It’s Rewind Time!

As 2019 comes to a close, people look back on the year and what it had to offer. Aviation is at the forefront of human progress, and just like that, it makes progress rapidly. Each passing year, new events unfold and most of them further the cause of aviation. (mind you, Greta Thunberg)

In any case, 2019 has been a roller-coaster for aviation. We will look at the major events and happenings to have our own Aviation Rewind for 2019.

Aviation still a safe mode of transport:

Miracle on the Cornfield

According to Aviation Safety Network (ASN), 2019 has been the third safest year in all of aviation history, despite two major commercial aviation accidents. The first one and very impactful one was that of Ethiopian 737MAX crash in the March of 2019. The other one is the latest Bek Air Fokker 100 crash. All in all, a total of 14 crashes have occurred this year, resulting in 267 fatalities. The 2nd safest year was 2013 with 224 deaths. The safest year of all time so far was 2017; only 13 fatalities. Each crash however, teaches very important lesson (Boeing learned that the hard way in 2019). The conclusion? Aviation is still the safest mode of transport available. 2019 has been safe. And we hope 2020 makes a new record.

Honorary mention in safety:

Ural Airlines Flight 178, an Airbus A321 lost power in both engines after take-off due to a bird strike and crash landed in a cornfield. All 233 people on board survived. Miracle on the cornfield?

Airline Graveyard:

2019 has been the death of many carriers unfortunately. Small and large, both kinds fell. We saw the demise of Jet Airways, India. France took quite the beating as two of its carriers fell. XL Airways and Aigle Azur both went bankrupt back to back. Adria of Slovenia also fell shockingly. Perhaps the saddest demise was that of Thomas Cook. The bankruptcy of Thomas Cook prompted the biggest civilian repatriation effort in the history of mankind. Which itself, is a 2019 highlight for the UKCAA. There are other airlines that fell or went into financial pits. Read a complete list here.

Expanding kingdoms:

Not all was doom and gloom. The existing airlines made leaps in expansion and some massive orders were seen. With the next generation of airplanes being put into service to rapidly replace the older ones.
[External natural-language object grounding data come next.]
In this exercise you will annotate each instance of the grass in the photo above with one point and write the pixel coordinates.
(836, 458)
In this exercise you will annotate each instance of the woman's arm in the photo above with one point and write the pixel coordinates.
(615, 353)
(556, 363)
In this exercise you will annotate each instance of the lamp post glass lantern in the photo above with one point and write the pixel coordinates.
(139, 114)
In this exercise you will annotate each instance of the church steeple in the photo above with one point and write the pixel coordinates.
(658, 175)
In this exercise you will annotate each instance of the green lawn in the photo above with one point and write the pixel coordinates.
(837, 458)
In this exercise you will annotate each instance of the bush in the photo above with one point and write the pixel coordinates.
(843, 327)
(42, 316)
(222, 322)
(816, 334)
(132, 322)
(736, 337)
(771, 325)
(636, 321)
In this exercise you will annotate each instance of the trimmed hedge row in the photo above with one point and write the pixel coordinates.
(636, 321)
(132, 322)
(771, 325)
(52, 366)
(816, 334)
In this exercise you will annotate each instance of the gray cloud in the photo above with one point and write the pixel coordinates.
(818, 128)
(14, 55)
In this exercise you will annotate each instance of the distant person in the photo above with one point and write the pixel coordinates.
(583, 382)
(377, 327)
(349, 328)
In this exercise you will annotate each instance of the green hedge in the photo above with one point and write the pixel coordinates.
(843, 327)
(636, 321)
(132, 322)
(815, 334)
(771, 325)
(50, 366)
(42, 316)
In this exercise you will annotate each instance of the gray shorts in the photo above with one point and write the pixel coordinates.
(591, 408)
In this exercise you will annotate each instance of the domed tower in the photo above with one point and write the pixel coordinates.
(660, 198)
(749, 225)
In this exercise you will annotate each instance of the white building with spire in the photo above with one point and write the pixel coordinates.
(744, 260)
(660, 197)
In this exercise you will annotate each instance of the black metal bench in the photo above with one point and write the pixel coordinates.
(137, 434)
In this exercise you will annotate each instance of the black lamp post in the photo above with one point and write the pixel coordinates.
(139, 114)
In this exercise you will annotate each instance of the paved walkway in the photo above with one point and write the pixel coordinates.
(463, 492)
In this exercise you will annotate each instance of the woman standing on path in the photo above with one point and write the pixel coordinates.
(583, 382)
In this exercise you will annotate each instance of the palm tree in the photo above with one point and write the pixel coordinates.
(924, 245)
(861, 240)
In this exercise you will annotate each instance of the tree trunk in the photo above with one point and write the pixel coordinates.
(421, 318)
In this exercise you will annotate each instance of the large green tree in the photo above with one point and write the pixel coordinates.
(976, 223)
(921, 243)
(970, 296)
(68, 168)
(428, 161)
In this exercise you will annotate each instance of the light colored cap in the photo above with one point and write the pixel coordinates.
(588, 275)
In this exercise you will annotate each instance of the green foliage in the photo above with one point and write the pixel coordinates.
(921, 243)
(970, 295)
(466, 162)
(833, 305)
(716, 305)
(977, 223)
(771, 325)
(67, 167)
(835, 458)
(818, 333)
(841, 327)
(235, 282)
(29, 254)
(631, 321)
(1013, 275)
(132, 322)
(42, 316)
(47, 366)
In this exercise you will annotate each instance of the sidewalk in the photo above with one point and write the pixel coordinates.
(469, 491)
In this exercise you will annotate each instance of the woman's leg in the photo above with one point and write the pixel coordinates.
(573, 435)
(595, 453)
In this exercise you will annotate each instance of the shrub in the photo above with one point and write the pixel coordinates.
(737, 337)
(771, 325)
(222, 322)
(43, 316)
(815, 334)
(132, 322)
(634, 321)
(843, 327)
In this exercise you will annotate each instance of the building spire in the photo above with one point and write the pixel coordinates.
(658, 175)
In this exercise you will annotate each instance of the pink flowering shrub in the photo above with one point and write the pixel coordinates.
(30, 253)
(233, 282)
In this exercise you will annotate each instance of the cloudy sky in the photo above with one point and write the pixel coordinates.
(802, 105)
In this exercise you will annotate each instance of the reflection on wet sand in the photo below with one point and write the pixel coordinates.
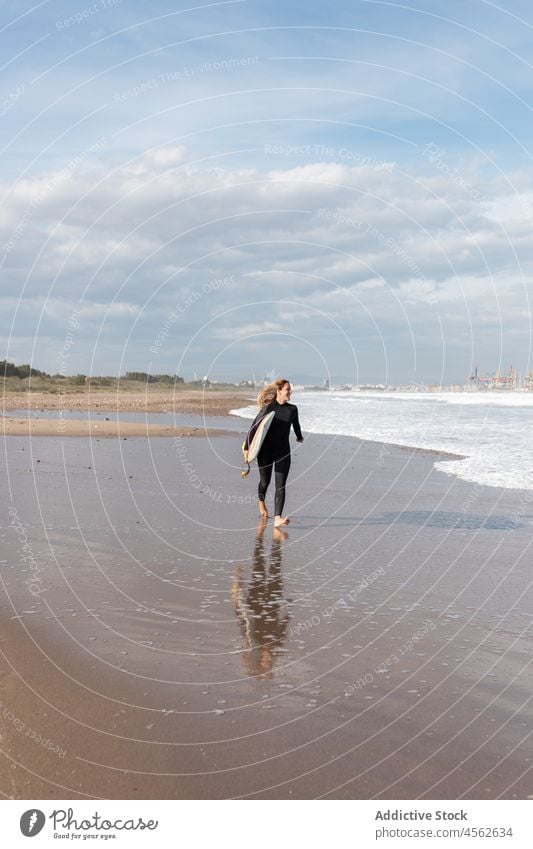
(258, 606)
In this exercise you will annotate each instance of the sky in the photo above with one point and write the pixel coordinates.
(339, 191)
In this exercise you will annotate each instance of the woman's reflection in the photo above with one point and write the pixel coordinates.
(259, 606)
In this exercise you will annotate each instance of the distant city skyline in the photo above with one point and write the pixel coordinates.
(343, 192)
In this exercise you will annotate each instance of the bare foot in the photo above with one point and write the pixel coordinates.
(280, 520)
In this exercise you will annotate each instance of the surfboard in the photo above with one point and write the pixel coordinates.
(258, 438)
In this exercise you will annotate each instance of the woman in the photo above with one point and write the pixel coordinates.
(275, 451)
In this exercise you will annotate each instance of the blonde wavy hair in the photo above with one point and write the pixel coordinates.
(269, 392)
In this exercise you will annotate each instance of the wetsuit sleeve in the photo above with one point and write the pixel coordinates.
(296, 424)
(253, 427)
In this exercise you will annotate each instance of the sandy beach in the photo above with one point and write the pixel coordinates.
(157, 643)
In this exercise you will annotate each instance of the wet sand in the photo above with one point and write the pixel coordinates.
(156, 644)
(13, 426)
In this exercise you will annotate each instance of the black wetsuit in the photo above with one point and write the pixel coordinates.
(275, 450)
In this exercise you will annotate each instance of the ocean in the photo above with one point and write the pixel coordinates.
(492, 430)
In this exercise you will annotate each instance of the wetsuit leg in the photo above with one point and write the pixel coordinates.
(282, 467)
(265, 473)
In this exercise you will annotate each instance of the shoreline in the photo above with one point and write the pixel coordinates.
(201, 402)
(101, 429)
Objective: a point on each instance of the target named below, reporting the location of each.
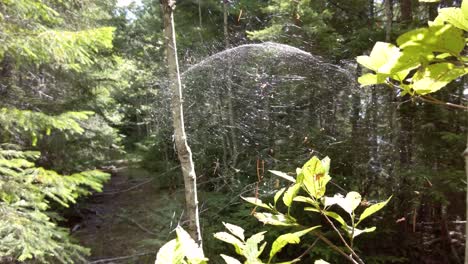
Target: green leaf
(304, 199)
(358, 232)
(435, 76)
(283, 175)
(290, 194)
(251, 250)
(235, 230)
(372, 210)
(381, 54)
(437, 38)
(371, 79)
(230, 260)
(290, 238)
(230, 239)
(275, 219)
(278, 195)
(170, 253)
(464, 8)
(315, 177)
(257, 202)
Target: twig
(359, 260)
(337, 249)
(120, 258)
(432, 100)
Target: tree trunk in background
(183, 150)
(466, 224)
(406, 11)
(388, 21)
(232, 125)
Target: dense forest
(173, 128)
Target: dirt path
(130, 220)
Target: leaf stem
(359, 260)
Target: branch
(359, 260)
(337, 249)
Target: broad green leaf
(372, 210)
(437, 38)
(251, 250)
(381, 54)
(278, 195)
(275, 219)
(435, 76)
(230, 260)
(228, 238)
(235, 230)
(304, 199)
(191, 249)
(333, 215)
(289, 195)
(348, 203)
(257, 202)
(283, 175)
(371, 79)
(453, 16)
(171, 253)
(290, 238)
(315, 177)
(464, 8)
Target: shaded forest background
(246, 110)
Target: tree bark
(466, 226)
(389, 18)
(180, 137)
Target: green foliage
(39, 41)
(183, 249)
(26, 228)
(311, 179)
(426, 59)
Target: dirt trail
(130, 220)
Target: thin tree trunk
(466, 226)
(389, 18)
(232, 125)
(183, 150)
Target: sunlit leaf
(230, 260)
(290, 238)
(372, 210)
(275, 219)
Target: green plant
(28, 228)
(309, 186)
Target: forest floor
(129, 220)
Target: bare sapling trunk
(180, 137)
(465, 154)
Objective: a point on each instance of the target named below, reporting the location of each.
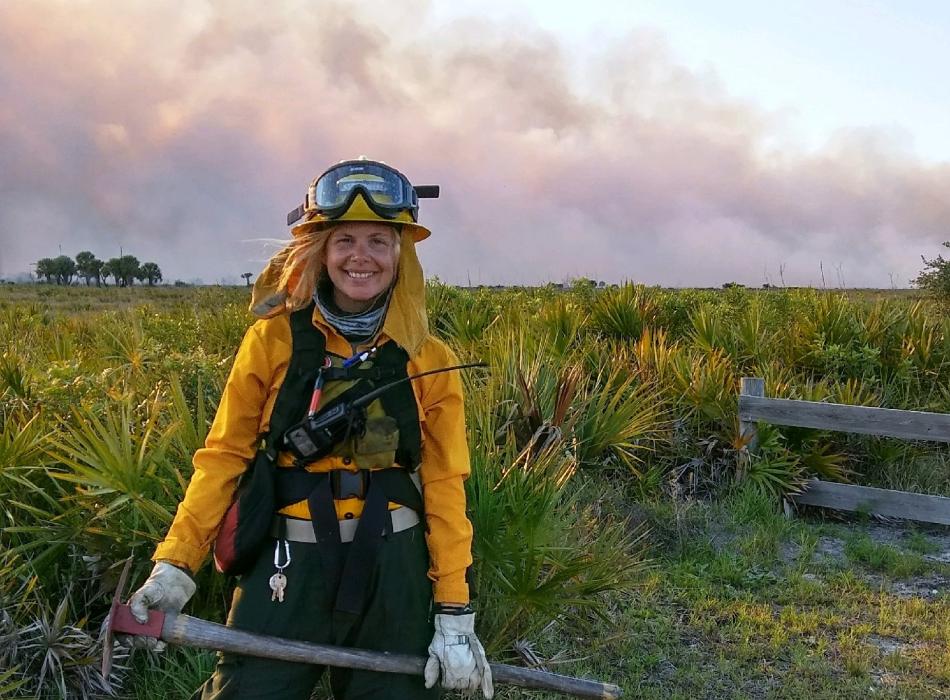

The Middle Eastern Giants Emirates and Qatar saw new orders and deliveries. British Airways got its A350 and so on. At the Paris and Dubai air shows this year, multi-billion dollar deals were seen. The Paris Air Show ended with more than 800 orders and deals worth $60 billion. The Dubai Air Show closed at $54 Billion worth of orders. With airlines dying, the present are ever growing. Some of the older ones are not only surviving but thriving, as KLM Dutch celebrated its 100th Anniversary.

Airbus vs Boeing

Always the hot topic, always the drama. Airbus vs Boeing has always been a close affair. The two aerospace giants always lock horns. Statistically, Boeing always has a slight lead and remains on top of the commercial aviation world. This year, not so much.

The 737MAX

With the Boeing 737MAX grounded, and the 777X program taking some hits, Boeing ultimately fell behind this year. Finally, Airbus has been able to take a definitive lead from Boeing.

The A320neo series became the knight in shining armor for Airbus as it took down Boeing’s 737MAX in terms of orders and even absolute number of deliveries since the birth of both aircraft. The 737 series was the most popular jet in aviation history. The A320 now overtook it with overall orders, despite it being launched 20 years later than the 737.

Another huge setback for Boeing has been Qantas’ preference of the Airbus A350 instead of the 777X for Project Sunrise, as was recently announced.

A320 and A220; Cousins?

In the A320neo family, one that hit the real jackpot is the A321XLR variant. It secured so many orders, that Airbus was not even ready for it. Other than the A320 family, the Bombardier manufactured turned Airbus brand, the A220 has found success as well.

Boeing aimed at flying the 737MAX by the end of this air, but that has past and now production has been temporarily halted for the MAX as well. 2021 is going to be a year of reclamation for Boeing as it seeks to restore its reputation.

For Airbus, it is smooth sailing into the new year, with it only having to worry about delivering the airplanes on time. Note that 2019 was also the 50th anniversary for the European giant. Let’s see if Airbus manages to keep its lead in 2020.

With that, Team Aviation Geeks wishes the World of Aviation a very happy new year. Clear skies and happy landings!